When you hear this question, what is your first thought? What are you thinking Monday morning? What if you were asked this question at noon on Wednesday or end of day Friday? Is the answer different? If it is do you know why? Are you listening?
For many of us our jobs fill the majority of our lives for five out of the seven days. It consumes our time, provides us income, provides us with social contact, and for some provides our identity. Therefore, it is a good place to inquire about ourselves. Are we fitting our lives into our job or having the job fit into our lives? Neither answer is better for there are times when we use our jobs to support us in achieve a goal outside of work and other times when our lives outside of work take precedent. How then do I tell?
Let’s use the analogy of a farmer. In spring preparing the fields includes plowing to turn the existing plant life back into the soil. This also brings rocks to the surface which can be a problem for the plow as well as for the other steps in the lifetime of the crops. The farmer must leave the tractor and move the rock out of the field. In New England, there could be many rocks uncovered leading to a pile somewhere next to the field. This is repeated each year. Some farmers choose to throw them randomly along the edge of the field, others in a single pile, while others use the rocks to build stable walls. Occasionally you might also see these rocks formed into a form of sculpture. Regardless of what is done with the rocks, this is part of the job of plowing the field which is part of the process to get to harvesting the crop. It is a step which may be repeated frequently.
There is opportunity for the farmer to reflect upon his work for feedback about what it has to say to him. The farmer has to move the rocks. He is then left to choose in what way he disposes of those rocks. For some of us pushing them out of the field is the only thing on our mind. While others pay attention to what is possible. Some are comforted by putting the rocks in order. They find the extra effort stacking the rocks to be rewarding, a reminder of the incremental effort and progress they have made. A sense of pride is developed and reinforced as the wall emerges in time.

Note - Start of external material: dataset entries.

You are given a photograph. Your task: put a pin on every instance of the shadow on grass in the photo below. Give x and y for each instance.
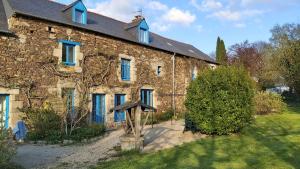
(276, 141)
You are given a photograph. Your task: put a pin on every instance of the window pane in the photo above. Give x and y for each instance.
(78, 16)
(125, 69)
(64, 53)
(68, 96)
(71, 54)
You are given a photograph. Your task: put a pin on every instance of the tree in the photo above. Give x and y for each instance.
(221, 56)
(247, 55)
(286, 48)
(220, 101)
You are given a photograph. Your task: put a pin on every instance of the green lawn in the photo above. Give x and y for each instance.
(271, 142)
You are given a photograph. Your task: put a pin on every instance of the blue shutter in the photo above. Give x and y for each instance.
(73, 101)
(142, 96)
(98, 115)
(116, 112)
(99, 108)
(7, 112)
(151, 98)
(122, 69)
(122, 113)
(125, 69)
(103, 109)
(148, 97)
(119, 100)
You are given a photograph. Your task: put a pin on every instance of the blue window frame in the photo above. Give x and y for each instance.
(79, 13)
(68, 54)
(79, 16)
(147, 97)
(125, 69)
(69, 95)
(158, 72)
(4, 111)
(144, 35)
(119, 100)
(193, 74)
(98, 115)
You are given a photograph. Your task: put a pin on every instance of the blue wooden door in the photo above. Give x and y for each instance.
(147, 97)
(119, 100)
(4, 111)
(98, 115)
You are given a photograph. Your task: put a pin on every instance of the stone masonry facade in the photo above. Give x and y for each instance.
(32, 73)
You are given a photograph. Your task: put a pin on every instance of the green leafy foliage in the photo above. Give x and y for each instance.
(221, 56)
(286, 48)
(266, 103)
(87, 132)
(220, 101)
(42, 120)
(7, 149)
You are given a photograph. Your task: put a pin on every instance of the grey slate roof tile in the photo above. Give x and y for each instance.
(3, 19)
(52, 11)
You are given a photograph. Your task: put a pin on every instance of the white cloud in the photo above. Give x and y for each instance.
(240, 25)
(178, 16)
(156, 5)
(226, 15)
(161, 27)
(230, 15)
(199, 28)
(207, 5)
(123, 10)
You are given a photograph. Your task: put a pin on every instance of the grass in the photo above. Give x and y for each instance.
(273, 141)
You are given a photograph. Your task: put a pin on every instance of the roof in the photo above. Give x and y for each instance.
(129, 105)
(52, 11)
(3, 19)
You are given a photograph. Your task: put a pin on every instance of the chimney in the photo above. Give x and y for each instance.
(137, 18)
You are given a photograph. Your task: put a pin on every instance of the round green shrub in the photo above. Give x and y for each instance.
(267, 102)
(220, 101)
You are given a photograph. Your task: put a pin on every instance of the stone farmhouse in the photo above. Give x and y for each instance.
(73, 59)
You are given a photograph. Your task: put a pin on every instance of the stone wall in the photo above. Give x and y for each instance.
(30, 62)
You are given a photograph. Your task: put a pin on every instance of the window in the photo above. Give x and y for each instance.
(158, 70)
(144, 38)
(98, 114)
(68, 54)
(4, 111)
(125, 69)
(68, 94)
(79, 16)
(147, 97)
(119, 100)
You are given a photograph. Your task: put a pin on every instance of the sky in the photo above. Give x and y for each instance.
(200, 22)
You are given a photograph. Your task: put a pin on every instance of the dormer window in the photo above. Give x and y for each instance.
(77, 12)
(144, 36)
(79, 16)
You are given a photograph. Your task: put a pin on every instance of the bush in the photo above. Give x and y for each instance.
(165, 116)
(220, 101)
(290, 97)
(40, 121)
(88, 132)
(267, 102)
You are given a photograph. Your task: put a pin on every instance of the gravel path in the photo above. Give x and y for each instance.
(167, 135)
(164, 135)
(75, 156)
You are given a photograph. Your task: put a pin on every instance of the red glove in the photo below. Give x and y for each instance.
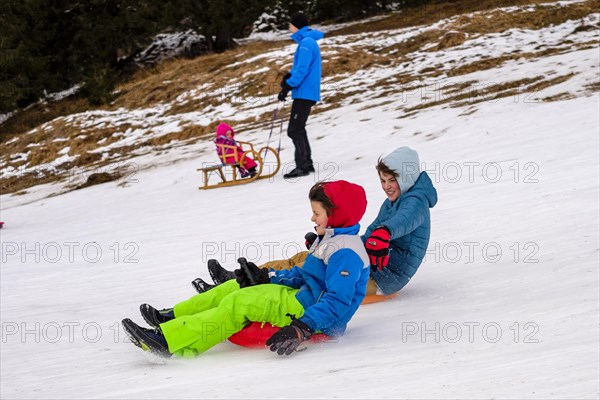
(378, 247)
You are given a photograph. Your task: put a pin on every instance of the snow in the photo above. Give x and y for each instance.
(506, 304)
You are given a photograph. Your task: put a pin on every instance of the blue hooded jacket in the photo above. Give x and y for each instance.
(332, 281)
(306, 70)
(408, 220)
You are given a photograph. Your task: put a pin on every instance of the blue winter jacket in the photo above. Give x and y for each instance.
(332, 281)
(408, 221)
(306, 70)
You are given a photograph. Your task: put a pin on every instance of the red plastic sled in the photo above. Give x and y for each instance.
(256, 334)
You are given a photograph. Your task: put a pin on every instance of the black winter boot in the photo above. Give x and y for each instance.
(146, 339)
(219, 274)
(156, 317)
(201, 286)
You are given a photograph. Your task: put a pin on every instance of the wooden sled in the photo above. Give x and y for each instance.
(256, 334)
(376, 298)
(258, 156)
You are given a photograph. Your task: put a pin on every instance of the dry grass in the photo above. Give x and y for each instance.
(429, 14)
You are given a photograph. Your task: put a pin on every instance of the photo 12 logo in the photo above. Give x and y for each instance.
(71, 252)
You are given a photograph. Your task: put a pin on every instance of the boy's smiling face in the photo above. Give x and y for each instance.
(389, 184)
(319, 217)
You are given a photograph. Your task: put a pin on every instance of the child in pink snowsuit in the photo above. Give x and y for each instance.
(225, 135)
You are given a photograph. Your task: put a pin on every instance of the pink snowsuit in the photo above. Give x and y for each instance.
(231, 154)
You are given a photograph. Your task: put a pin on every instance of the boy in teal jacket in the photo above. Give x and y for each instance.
(320, 297)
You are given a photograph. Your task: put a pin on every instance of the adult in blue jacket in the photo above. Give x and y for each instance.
(398, 238)
(304, 81)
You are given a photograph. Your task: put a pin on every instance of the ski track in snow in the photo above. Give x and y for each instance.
(506, 304)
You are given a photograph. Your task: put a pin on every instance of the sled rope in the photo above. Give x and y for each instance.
(271, 130)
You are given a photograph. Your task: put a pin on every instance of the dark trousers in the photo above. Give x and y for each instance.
(297, 132)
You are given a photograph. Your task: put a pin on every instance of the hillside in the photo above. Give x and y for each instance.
(502, 106)
(426, 61)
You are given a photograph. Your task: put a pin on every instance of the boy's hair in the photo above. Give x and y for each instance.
(317, 193)
(381, 167)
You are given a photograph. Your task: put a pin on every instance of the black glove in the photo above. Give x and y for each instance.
(250, 275)
(287, 339)
(309, 239)
(285, 88)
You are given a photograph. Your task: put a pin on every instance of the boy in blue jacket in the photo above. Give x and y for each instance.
(320, 297)
(304, 80)
(398, 238)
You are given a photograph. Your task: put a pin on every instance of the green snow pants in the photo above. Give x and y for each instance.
(209, 318)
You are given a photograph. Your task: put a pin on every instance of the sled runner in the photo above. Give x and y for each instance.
(267, 160)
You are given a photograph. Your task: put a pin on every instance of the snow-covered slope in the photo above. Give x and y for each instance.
(506, 304)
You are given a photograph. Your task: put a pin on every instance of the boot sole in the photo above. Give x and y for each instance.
(132, 330)
(153, 323)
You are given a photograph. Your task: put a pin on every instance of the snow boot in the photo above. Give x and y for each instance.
(154, 317)
(146, 339)
(218, 273)
(201, 286)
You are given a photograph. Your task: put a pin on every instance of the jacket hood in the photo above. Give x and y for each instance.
(349, 201)
(405, 161)
(222, 129)
(307, 32)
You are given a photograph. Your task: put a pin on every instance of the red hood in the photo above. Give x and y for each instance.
(223, 128)
(350, 203)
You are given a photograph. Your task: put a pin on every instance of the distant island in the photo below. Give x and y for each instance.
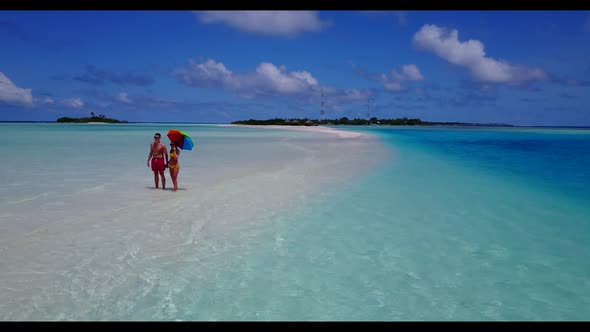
(361, 122)
(92, 118)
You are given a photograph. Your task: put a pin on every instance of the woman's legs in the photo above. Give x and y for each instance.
(174, 175)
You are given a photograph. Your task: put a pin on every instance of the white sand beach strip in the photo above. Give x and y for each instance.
(315, 129)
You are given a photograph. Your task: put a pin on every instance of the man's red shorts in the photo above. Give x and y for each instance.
(158, 165)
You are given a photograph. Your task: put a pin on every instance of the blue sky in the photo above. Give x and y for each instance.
(522, 68)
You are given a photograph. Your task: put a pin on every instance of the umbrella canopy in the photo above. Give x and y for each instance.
(181, 139)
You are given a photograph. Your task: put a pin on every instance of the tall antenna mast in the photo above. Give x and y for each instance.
(322, 111)
(369, 108)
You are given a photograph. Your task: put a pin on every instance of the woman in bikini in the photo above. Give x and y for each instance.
(173, 164)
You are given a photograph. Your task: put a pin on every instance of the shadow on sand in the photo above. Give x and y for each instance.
(167, 189)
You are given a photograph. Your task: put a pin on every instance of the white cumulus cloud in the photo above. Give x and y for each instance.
(471, 55)
(123, 97)
(268, 22)
(73, 102)
(266, 79)
(12, 94)
(393, 82)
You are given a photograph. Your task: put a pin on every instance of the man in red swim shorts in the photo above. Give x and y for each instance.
(157, 152)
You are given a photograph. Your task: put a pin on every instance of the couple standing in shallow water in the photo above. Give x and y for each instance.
(157, 152)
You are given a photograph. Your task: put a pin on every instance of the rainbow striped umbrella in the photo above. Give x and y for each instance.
(181, 139)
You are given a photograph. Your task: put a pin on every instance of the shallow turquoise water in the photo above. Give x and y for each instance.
(451, 224)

How to have our jobs fit into our lives
Now for some, the repetition and the growing number of rocks might become just the opposite of rewarding. Instead it may become a reminder of what I don’t like about this job and the more I work the more rocks appear and I can’t see the end. This increases their irritation and reinforces their fear they aren’t getting anywhere. Over time if these thoughts prevail, the number of rocks left in the field might increase resulting in damage to the equipment or reduction in yield. The rocks are strewn haphazardly along the perimeter reducing the size of the plowable field. The irritation experienced by the farmer regarding the repeatedly having to move another rock may then carry over after the plowing is done and affect their relationships.